Nonetheless, gawking on the glittery side, Thursday’s weekly jobless claim data that revealed the US initial claims for jobless benefits fell by 355,000 to 1.542 million for the week that ended on June 6, marking up the tenth straight week of decline since a record peak of 6.867 million reached on late-March, comes over the heels of last Friday’s surprise gain of 2.5 million jobs in non-farm activities and reinforces view that the worst of pandemic-led slump in the US labour market might just be over.
On top of that, a separate report on PPI for final demand (Producer Price Index) from the US Labour Department released earlier on Thursday, came as a sigh of relief for the retail market, since the index had rebounded 0.4 per cent last month after taking a header of 1.3 per cent in April.

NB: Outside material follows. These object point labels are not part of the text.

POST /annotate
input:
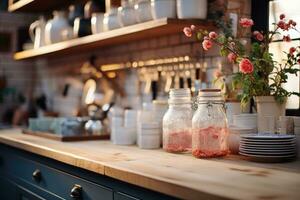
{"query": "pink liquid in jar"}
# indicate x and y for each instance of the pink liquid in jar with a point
(210, 142)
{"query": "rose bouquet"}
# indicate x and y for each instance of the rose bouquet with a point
(259, 74)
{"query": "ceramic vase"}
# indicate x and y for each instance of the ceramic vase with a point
(268, 107)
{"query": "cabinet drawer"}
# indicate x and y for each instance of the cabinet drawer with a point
(122, 196)
(60, 183)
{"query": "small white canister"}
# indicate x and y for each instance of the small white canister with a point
(149, 135)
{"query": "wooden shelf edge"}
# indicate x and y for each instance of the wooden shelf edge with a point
(18, 5)
(140, 31)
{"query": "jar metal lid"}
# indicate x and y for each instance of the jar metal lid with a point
(181, 96)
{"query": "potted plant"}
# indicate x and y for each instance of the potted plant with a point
(259, 75)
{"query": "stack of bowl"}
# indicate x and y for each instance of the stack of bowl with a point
(297, 133)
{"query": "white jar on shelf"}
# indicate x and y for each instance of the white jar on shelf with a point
(97, 22)
(126, 13)
(149, 136)
(192, 9)
(55, 27)
(143, 10)
(111, 20)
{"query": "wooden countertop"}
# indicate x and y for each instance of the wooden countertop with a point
(178, 175)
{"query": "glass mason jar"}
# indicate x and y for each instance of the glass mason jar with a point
(210, 129)
(177, 122)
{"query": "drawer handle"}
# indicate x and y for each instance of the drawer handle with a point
(37, 175)
(76, 192)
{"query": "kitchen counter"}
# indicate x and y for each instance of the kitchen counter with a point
(181, 176)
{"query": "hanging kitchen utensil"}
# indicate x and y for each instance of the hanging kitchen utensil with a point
(169, 81)
(88, 92)
(37, 32)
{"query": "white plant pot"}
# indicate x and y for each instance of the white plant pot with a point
(192, 9)
(232, 108)
(266, 107)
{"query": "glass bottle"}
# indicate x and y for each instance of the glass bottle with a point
(210, 129)
(177, 122)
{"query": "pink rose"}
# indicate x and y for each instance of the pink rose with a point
(213, 35)
(286, 38)
(187, 31)
(286, 27)
(255, 33)
(206, 44)
(245, 22)
(282, 16)
(292, 50)
(232, 57)
(217, 74)
(246, 67)
(281, 24)
(259, 37)
(193, 27)
(232, 44)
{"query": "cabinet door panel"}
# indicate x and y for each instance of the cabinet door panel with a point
(7, 189)
(122, 196)
(24, 194)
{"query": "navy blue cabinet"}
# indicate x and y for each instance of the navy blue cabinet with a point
(27, 176)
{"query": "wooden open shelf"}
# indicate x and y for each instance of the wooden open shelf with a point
(38, 5)
(127, 34)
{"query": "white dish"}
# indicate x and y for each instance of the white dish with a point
(268, 143)
(268, 156)
(268, 153)
(268, 147)
(293, 150)
(267, 136)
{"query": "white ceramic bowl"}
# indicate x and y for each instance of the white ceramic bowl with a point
(163, 9)
(196, 9)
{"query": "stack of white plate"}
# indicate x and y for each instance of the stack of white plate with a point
(266, 147)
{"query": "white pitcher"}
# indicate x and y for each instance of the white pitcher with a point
(37, 32)
(55, 27)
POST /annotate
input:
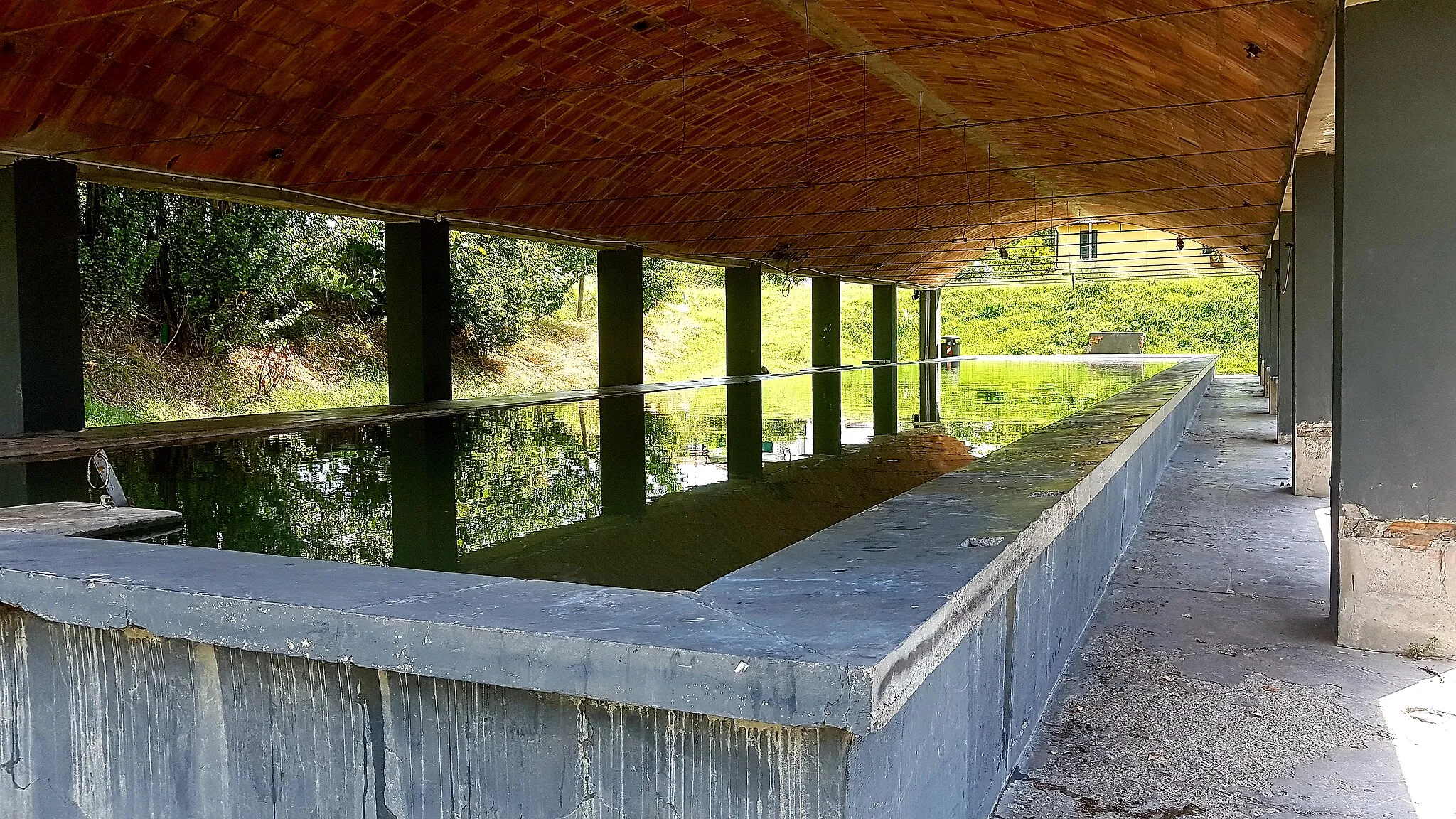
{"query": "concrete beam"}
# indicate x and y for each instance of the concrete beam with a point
(743, 315)
(417, 308)
(887, 348)
(1314, 321)
(619, 316)
(1288, 365)
(41, 384)
(1393, 569)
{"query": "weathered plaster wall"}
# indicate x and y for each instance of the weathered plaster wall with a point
(122, 724)
(1400, 585)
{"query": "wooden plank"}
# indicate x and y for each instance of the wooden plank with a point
(85, 519)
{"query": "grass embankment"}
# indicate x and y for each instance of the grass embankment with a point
(133, 379)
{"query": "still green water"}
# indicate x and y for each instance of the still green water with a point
(625, 491)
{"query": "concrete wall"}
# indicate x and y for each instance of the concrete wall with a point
(119, 724)
(954, 744)
(1396, 433)
(122, 723)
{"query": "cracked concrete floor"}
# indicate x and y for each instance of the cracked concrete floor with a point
(1209, 684)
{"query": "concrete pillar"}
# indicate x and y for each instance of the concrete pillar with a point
(1288, 365)
(1396, 376)
(623, 455)
(41, 382)
(422, 493)
(825, 306)
(417, 308)
(886, 348)
(929, 304)
(1271, 338)
(619, 316)
(1265, 287)
(1314, 321)
(743, 315)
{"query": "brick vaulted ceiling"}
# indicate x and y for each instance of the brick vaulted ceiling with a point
(869, 139)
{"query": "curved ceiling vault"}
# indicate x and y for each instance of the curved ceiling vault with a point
(871, 139)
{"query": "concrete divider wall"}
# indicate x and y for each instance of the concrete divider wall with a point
(954, 744)
(130, 723)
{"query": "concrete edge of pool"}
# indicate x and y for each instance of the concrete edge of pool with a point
(836, 630)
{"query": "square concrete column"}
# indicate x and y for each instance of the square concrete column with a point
(929, 309)
(1270, 276)
(619, 316)
(743, 315)
(1288, 363)
(886, 348)
(1314, 321)
(1396, 295)
(929, 314)
(1265, 287)
(825, 352)
(417, 309)
(41, 381)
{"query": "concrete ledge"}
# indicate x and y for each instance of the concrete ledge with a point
(1312, 448)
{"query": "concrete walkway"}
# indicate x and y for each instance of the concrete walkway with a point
(1209, 684)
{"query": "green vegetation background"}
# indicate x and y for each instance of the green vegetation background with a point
(1193, 315)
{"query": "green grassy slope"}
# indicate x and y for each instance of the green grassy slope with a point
(133, 379)
(1196, 315)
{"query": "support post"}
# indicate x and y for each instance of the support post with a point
(1314, 321)
(417, 306)
(1393, 478)
(619, 316)
(41, 381)
(1288, 365)
(1264, 330)
(743, 315)
(886, 348)
(422, 493)
(929, 302)
(825, 352)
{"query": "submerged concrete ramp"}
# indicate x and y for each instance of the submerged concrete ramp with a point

Nonetheless, the US Labour department had also added that the producer prices index for final demand had increased due to a 40.4 per cent upsurge in the prices of meat over the narratives of a pandemic-led shortage.
Initial jobless claims are still more than two-fold of their peak of 2007-09 Great Depression
In point of fact, although Thursday’s initial jobless claim data for the week that ended on June 6 had been slightly better than the Wall St.
forecasts of a reading of 1.55 million in new jobless claims, other economic data released last week alongside a dour economic projection from the US Federal Reserve had whacked away optimisms of an earlier-than-anticipated economic recovery.